Domingo 7 de abril de 2024, p. a12
Baumgartner toma nota mentalmente de llamar al encargado de Ed en la PSE&G para deshacerse en comentarios entusiastas sobre las cualidades del nuevo miembro de su personal.
El único teléfono de la planta baja está en la cocina y, cuando a Baumgartner se le ocurre ir hacia allá, se da cuenta de que tiene hambre, tanta, que decide que si puede arreglárselas para recorrer esa distancia no solo llamará a la PSE&G, sino que también se preparará algo para almorzar.

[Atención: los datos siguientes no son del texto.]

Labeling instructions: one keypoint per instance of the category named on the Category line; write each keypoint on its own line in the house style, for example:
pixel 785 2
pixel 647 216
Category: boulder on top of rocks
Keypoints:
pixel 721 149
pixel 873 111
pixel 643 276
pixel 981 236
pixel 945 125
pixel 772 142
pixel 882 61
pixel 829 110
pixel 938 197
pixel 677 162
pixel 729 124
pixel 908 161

Levantarse del sofá resulta más fácil de lo que había creído, pero ponerse de pie es una tortura, igual que el acto de mover la pierna derecha, sobre todo al plantar el pie en el suelo. Resoplar de dolor alivia un poco, pero no mucho, y aunque la solución ideal sería desplazarse por la casa saltando sobre la pierna izquierda, teme perder el equilibrio y caerse, pese a que en otro tiempo lo considerasen un espléndido atleta, uno de los mejores de la facultad, pero eso fue hace mucho tiempo, cuando era joven, han pasado muchos años desde entonces, toda una vida, si se para uno a pensarlo, y Baumgartner se da cuenta de la estupidez que sería incluso considerar la situación y correr el riesgo aunque una vez fuese capaz de tomarse el pie izquierdo con la mano derecha y pasar la pierna derecha por en medio sin dejar de sujetarse el pie izquierdo con la mano derecha. Era una hazaña que inspiraba respeto a sus amigos y dejaba boquiabiertas a las chicas, porque nadie más era capaz de realizar aquella extraña proeza sin sentido, pero eso era entonces y ahora es ahora, dice para sus adentros, y en adelante no tendrá más remedio que ir a la cocina resoplando y saltando a pata coja con pasos lentos y cautelosos, no vaya a desplomarse antes de llegar.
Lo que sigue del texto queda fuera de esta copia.